III.Bölüm
E.Oktay, Meryem’in Ailesine mektup yazarken saçlarının kesilmesinden bahsettiğini ve bunun ağır bir suç olduğunu belirtiyordu. Cebinden çıkardığı mektubu da sallayarak nutkuna devam etti ve mektubu hemen orada Meryem’e yedirmesi için gardiyan Ömer Çavuş’a uzattı. Ömer Çavuş mektubu üç dört parçaya böldükten sonra sıradaki yerine dönmüş olan Meryem’in ağzına tıkamaya çalıştı. Meryem kaşlarını çatmış, kararlı bir biçimde başını iki yana sallayarak bu işleme direniyordu. Ama nafile! İki üç gardiyan gencecik kızın çenesine yapışarak kağıt parçalarını zorla ağzına tepiştirdiler. Çiğnemesi için de ağzını açıp kapatarak zorladılar. Güzelim Meryem bir yandan çatık kaşlı direngen tavrını sürdürüyor, ama bir yandan da gururu kırılmış olarak gözünden sessizce sicim gibi yaşlar boşanıyordu. Gardiyanlar bunun için de birkaç defa daha vurdular Meryem’e ve Esat Oktay’ın nutku bitene kadar mektubu çiğneyip yutması için başında beklediler.
Hücre
Hem fiziksel, hem de psikolojik olarak kötü durumdaydık. Ağırmayan bir yanımız, morarmamış küçücük bir et parçamız kalmamıştı. Kendi başımıza kaldığımızda sırayla birbirimizin vücutlarına baktık. Ten rengimiz değişmiş her yerimiz çürük içindeydi. Bir süre sonra kendimizi toparlamaya çalıştık, herkes kendinden önce arkadaşının yarasını üflüyor, onu teselli etmeye çalışıyordu. Halide dayanamayıp Diyarbekir şivesiyle birden “arkadaşlar ben o kadar çirkinmiyim, itoğlu itler bana neler dediler koğuşa gider gitmez ilk işim aynaya bakmak olacak” dedi. Kendisinin çirkin olmadığını, işkencecilerin hepimiz için aynı şeyler söylediklerini, bunların bir anlam ifade etmediği türünden bir şeyler söyledik. Sinirlerimiz oldukça gerilmişti. Birden kahkahalarla gülmeye başladık.

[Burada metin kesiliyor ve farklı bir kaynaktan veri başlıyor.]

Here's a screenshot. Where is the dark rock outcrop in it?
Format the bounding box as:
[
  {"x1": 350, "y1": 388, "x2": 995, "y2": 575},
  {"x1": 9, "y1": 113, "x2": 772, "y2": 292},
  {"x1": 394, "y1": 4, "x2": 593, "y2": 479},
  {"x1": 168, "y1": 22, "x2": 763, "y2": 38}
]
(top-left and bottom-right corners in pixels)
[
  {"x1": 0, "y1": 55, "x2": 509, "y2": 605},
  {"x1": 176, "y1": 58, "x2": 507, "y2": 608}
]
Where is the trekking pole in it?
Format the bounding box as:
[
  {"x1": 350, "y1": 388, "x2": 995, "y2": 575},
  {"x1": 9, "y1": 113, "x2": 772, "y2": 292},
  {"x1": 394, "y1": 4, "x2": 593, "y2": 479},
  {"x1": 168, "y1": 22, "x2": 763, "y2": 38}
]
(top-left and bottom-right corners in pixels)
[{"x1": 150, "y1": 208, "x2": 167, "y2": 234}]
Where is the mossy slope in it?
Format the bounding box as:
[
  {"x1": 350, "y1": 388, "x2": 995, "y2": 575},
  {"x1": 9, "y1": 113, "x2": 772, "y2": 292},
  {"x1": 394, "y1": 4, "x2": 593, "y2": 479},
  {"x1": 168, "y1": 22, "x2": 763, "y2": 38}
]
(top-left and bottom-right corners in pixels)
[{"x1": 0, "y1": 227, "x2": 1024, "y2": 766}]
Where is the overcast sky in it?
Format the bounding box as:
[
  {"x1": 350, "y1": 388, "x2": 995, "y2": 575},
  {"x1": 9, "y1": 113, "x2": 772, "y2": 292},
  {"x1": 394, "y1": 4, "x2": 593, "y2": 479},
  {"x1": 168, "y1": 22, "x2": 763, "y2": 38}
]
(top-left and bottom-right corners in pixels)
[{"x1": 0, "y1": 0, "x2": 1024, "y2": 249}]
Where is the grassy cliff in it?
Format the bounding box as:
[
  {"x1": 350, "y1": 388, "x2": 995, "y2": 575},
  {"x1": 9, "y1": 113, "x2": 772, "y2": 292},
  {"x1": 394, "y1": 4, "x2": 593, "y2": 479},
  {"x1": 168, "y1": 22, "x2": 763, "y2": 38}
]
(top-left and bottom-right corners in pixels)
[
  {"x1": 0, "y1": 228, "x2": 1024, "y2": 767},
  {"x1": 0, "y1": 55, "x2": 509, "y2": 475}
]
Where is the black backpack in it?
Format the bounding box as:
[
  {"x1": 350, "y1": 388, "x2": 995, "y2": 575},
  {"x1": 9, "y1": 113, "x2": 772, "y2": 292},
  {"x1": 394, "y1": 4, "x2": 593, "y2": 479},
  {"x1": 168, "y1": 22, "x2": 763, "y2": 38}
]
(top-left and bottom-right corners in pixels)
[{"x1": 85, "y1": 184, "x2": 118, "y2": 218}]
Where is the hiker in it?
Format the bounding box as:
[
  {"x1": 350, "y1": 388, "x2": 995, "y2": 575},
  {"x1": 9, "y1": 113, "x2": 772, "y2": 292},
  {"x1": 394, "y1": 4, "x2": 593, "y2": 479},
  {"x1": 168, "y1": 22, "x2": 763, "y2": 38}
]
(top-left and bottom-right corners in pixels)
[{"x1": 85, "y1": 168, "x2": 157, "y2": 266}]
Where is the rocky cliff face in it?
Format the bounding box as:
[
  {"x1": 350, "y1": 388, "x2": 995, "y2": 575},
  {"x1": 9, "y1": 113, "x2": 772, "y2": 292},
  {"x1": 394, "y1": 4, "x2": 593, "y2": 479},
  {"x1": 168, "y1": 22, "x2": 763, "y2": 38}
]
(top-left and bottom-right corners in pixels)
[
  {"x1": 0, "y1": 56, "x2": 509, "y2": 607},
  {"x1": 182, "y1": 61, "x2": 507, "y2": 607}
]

Sıkışmıştık, hücremize yapmaktan başka çaremiz yoktu.
–Hücre tavandan eşitlenmiş iki pencereli, bir ranzanın sığabileceği büyüklükteydi. Burası gardiyan odasıymış, ancak, gardiyanlar sürekli işkence nöbetlerinde oldukları için burayı kullanmıyorlardı. Bize hücre yapmışlardı.-
Bir köşeyi tuvalet yapıp sırayla ihtiyacımızı karşıladık. Taban eğilimli olduğu için kısa sürede çiş birikintisi altımıza kadar ulaştı. Ha üzerimize yapmışız, ha oraya fark etmiyordu.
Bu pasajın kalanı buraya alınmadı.